После такого вступления все с любопытством ждали, к чему подведет Никита.
- А вот как жизнь-то завернула - человека убил,- сказал вдруг он.
- Болтаешь ты,- произнес Новосельцев.
- Митя Стройкову во всем признался, сын родной.
Чего уж тут. У Стройкова, уважаемый, не сорвешься.
- А я не верю. По душе Федора Григорьевича не верю. Даже подозревать его в этом нельзя,-сказал Родион Петрович.-Душа его - свидетель. Не он!
- Как это вам поверить? Вам в это и поверить нельзя,- сказал Никита.
- Это почему же?
- Не на праздниках об этом говорить.
- Говорите. Что есть. Прошу.
- Да я и не вспомнил бы. Но вы тут про своего племянника заговорили сынка уважаемой вашей сестрицы и Дементия Федоровича. Как он, Демснтий-то Федорович, с Жигаревьш рыбку ловил, когда гостить приезжал.
- У них старая дружба была,- сказал Родион Петрович.
- Да какая! Бывало, Дементий-то Федорович от своей военной обмундировки и сапожки ему пришлет, хромовые, на лосиной подкладке. Носи да форси. Три пары лежало. Зато и встречал он его, как брата родного. На бережку усядутся с мадерцей. А вокруг мадерцы чего только нет! Колбаска всякая, икра. И вы, и вы, Родион Петрович, рядышком. Вот и поверить вам нельзя, что Федор-то Григорьевич убийца, дружок зятька вашего. Не видать чего-то его третье лето? Слышал, будто ГПУ забрало?

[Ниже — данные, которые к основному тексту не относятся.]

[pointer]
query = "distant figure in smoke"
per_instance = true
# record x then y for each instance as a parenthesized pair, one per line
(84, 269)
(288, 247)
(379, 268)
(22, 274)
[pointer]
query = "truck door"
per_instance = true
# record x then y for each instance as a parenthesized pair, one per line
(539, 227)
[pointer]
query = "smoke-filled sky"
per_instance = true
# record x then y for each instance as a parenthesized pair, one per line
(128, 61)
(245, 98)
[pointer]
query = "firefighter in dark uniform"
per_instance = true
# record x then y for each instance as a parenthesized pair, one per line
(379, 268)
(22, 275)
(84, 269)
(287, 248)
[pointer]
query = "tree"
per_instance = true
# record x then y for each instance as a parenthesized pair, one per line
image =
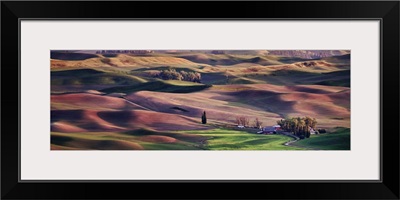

- Это вам, как вижу, очень хотелось сказать! - проговорил Родион Петрович.-Сожалею, что не могу вам ответить.
- Простите, не придумал, а что есть говорю. Вы правду-то с законами и сами любите. Глухарика какогонибудь в лесу уж не тронь. Он для вас дороже человека.
Глухарик улетел, а с людьми жить надо.
Новосельцев встал.
- Никита Васильевич, а не просвежиться ли тебе в Угре? Разреши, поможем тебе всей компанией. Это нам труда не составит разок-другой окунуть тебя.
Никанор сразу поднялся, учуяв, что ссора угрожает празднику.
- А вино-то, гости дорогие, скучает. Выпьем-ка за наш лес, чтоб век стоял соснячками да березничками и чтоб всякая малая птаха в нем и тихая былинка радовалась.
Никите стакана не хватило, этого как-то никто не заметил, и, постояв мгновенье в одиночестве, когда все чокались, он сказал:
- Никанор Матвеевич, Гордеевна, прошу вас с детьми и всех за моим застольем посидеть.
Хотел ж было идти он.
- Спасибо,- сказала ему Гордеевна. Глянула - все чокаются, а Никита так стоит. Как же это она так проморгала?.. И с поклоном, будто ничего и не случилось, поднесла свой стакан Никите,-Не обижайте уж нас, выпейте с нами, Никита Васильевич.
- Век вашу заботу не забуду,- сказал он так, что и понять было невозможно: благодарил или грозил, что у чужого застолья словно выпросил этот стакан.